Managing generational diversity in the workplace
Integrating views and perceptions of a generationally diverse workforce is crucial in moving forward in the new millennium
An inter- generational workforce is nothing new. Since the beginning of industralisation, there have always been people from different generations working together in organisations. But what is different today is that it is now necessary for every generation – hard- driving Baby Boomers, self- reliant Generation X- ers and multi- tasking Generation Y- ers – to work even more closely with others. This has not only stressed inter- generational differences but also intensified existing tensions between the generations.
Each generation is defined by its distinctive persona and worldview which influence its working style and attitude at the workplace. For organisations to move forward in the new millennium, it is thus crucial to integrate views and perceptions of their diverse workforce.
Integrate, not segregate
Talent shortage has already taken hold of the workforce. By 2015, the present group of Singaporeans aged 55 to 64 would make up at least 55% of the total workforce. And this is a reality shared by many developed nations. With an aging workforce coupled with slowing birth rates, businesses are now facing a labour crisis where the number of new entrants to the workforce is inadequate to meet the required labour demand. Certain industries are particularly concerned about the impending ‘brain drain’ following the withdrawal of mature workers from the workforce.
And because talent will grow increasingly scarce, the younger generations of workers – Generation X and Generation Y – are thrust into leadership roles at a much earlier stage in their careers. Many of them find themselves working alongside senior colleagues as peers, or even manage staff as old, or older, than their parents.
So, for greater collaboration among staff across generations, employers have to acknowledge the urgent need for integration of their age diverse staff.
The most crucial step to managing an age diverse workforce is a shift in mindset.

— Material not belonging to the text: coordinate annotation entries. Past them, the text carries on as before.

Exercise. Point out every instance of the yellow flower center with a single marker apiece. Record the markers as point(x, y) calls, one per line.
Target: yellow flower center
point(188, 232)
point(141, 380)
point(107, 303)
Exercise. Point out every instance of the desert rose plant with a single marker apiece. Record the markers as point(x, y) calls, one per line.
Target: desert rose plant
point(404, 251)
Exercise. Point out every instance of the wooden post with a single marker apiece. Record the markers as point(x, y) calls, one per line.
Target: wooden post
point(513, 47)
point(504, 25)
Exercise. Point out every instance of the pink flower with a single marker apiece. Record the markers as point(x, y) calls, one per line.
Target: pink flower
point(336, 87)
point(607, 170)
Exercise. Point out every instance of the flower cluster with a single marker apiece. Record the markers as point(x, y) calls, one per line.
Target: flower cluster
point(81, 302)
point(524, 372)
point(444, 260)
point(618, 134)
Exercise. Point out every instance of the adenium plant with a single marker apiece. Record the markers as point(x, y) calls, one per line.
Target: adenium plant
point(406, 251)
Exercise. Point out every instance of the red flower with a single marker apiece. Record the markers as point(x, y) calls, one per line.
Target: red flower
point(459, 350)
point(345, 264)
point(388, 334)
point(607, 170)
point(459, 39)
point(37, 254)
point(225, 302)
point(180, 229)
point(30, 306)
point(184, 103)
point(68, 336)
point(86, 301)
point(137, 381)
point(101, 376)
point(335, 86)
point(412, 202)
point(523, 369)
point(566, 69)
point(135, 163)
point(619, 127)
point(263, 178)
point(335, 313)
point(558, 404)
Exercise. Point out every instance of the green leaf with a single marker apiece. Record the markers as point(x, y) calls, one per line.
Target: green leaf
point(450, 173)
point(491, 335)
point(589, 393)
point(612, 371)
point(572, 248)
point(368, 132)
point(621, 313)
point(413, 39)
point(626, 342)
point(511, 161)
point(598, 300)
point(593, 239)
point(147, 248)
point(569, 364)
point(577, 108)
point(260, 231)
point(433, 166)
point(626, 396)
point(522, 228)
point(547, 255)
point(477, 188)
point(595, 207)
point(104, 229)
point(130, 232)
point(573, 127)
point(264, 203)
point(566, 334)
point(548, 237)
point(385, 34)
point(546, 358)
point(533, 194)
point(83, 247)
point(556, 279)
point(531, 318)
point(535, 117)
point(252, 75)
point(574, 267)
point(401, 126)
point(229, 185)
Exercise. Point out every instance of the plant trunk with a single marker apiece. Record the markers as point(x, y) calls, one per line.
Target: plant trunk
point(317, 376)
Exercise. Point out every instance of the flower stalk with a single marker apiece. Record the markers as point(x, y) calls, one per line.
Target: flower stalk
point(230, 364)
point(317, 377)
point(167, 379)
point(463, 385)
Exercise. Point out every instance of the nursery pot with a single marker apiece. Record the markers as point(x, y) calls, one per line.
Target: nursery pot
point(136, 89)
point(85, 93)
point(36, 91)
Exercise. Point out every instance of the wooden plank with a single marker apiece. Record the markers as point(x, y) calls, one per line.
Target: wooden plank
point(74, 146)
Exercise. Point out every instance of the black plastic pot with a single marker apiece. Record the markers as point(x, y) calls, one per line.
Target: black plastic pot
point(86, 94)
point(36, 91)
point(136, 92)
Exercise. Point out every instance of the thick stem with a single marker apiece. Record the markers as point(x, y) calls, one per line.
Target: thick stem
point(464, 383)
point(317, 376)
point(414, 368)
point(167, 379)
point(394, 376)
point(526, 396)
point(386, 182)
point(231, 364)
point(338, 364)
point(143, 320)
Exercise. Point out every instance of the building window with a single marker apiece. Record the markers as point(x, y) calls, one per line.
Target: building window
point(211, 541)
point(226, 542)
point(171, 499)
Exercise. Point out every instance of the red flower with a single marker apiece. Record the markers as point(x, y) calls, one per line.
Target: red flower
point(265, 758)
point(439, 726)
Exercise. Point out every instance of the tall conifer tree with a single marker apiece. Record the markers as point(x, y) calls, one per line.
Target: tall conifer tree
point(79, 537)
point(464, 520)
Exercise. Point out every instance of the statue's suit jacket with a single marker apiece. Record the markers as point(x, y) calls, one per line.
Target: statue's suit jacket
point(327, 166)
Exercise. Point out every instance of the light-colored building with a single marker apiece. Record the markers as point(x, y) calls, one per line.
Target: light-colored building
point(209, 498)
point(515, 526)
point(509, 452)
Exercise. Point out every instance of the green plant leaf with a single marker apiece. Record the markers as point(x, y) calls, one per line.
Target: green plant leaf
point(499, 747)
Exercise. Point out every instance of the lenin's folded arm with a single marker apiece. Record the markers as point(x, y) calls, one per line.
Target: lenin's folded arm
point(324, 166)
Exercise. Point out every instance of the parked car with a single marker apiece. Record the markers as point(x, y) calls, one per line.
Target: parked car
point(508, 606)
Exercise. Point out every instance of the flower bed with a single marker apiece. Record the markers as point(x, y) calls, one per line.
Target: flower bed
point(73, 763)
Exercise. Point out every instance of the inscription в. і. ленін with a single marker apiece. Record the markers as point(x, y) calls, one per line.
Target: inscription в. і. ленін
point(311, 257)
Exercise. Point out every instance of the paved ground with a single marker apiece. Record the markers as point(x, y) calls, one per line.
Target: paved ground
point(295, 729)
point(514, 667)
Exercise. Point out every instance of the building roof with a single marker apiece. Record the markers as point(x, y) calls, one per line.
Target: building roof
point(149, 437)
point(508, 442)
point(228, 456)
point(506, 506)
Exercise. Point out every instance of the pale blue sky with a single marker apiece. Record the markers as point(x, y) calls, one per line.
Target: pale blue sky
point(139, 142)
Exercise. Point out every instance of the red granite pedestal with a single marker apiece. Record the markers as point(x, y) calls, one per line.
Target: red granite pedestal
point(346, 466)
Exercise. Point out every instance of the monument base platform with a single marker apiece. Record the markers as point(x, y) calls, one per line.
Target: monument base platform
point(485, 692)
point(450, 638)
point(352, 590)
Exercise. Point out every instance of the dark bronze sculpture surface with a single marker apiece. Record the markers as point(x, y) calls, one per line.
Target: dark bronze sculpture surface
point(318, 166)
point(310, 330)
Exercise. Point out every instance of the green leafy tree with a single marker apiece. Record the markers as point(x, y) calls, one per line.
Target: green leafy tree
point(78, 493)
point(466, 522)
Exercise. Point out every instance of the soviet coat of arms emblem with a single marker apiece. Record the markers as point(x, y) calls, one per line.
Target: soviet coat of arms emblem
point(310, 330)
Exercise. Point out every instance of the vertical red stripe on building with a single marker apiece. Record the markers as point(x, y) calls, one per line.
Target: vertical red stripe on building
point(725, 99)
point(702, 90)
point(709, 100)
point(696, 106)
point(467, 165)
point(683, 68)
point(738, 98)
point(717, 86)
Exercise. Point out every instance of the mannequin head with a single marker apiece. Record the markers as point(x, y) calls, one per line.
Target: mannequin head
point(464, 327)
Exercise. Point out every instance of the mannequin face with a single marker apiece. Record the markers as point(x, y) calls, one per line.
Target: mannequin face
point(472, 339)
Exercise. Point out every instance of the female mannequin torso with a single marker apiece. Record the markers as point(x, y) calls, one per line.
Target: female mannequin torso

Inherent negative stereotypes exist regardless of generational cohort. For example, older workers, are often perceived by their younger colleagues as being slow in learning new technology and resistant to change. Similarly, on the other end of the spectrum, the youngest members of today’s workforce, are often seen by their older co- workers as irresponsible, disloyal and lazy.
Such negative perceptions pose as psychological barriers that only establish a bigger rift between the generations. They also threaten organisations’ efforts from attaining greater collaboration among all staff, as well as the bottom line. Instead, organisations should recognise that diversity encourages creativity and innovation – every generation has something to contribute.
Same but different
It is easier to accentuate differences than focus on similarities, because it is precisely these differences that create the conflict among the generations. But while each generation may differ in its views and attitudes, all employees, regardless of age, desire the same things in their jobs: camaraderie, achievement, recognition and equity.
Organisations are social entities – groups of people brought together to work as a team towards a common goal. But to be successful, there has to be rapport and goodwill among team members.
An environment that encourages individual and team success would significantly contribute to a more productive and engaged workforce. All employees want have a sense of achievement and that what they do have worth and purpose.
Employees need to feel acknowledged and recognised. Organisations should develop an environment that not only rewards appropriate behaviour that models their values, but also one of mutual respect and trust.
Employees who feel they are treated fairly are more likely to stay than those who feel the management team practices favoritism, elitism or nepotism. They are also likely to remain if they feel they are receiving fair pay and benefits in comparison to what the market has to offer.
Taking generational differences and similarities into account would help organisations to better manage their diverse workforce. Though priorities, expectations and behaviours may differ from generation to generation, people may want the same things, just want them delivered in different packages. For example, most employees value work- life balance and appreciate flexible work arrangements, but the how such initiatives would add value to the work environment would depend on an individual’s personal obligations.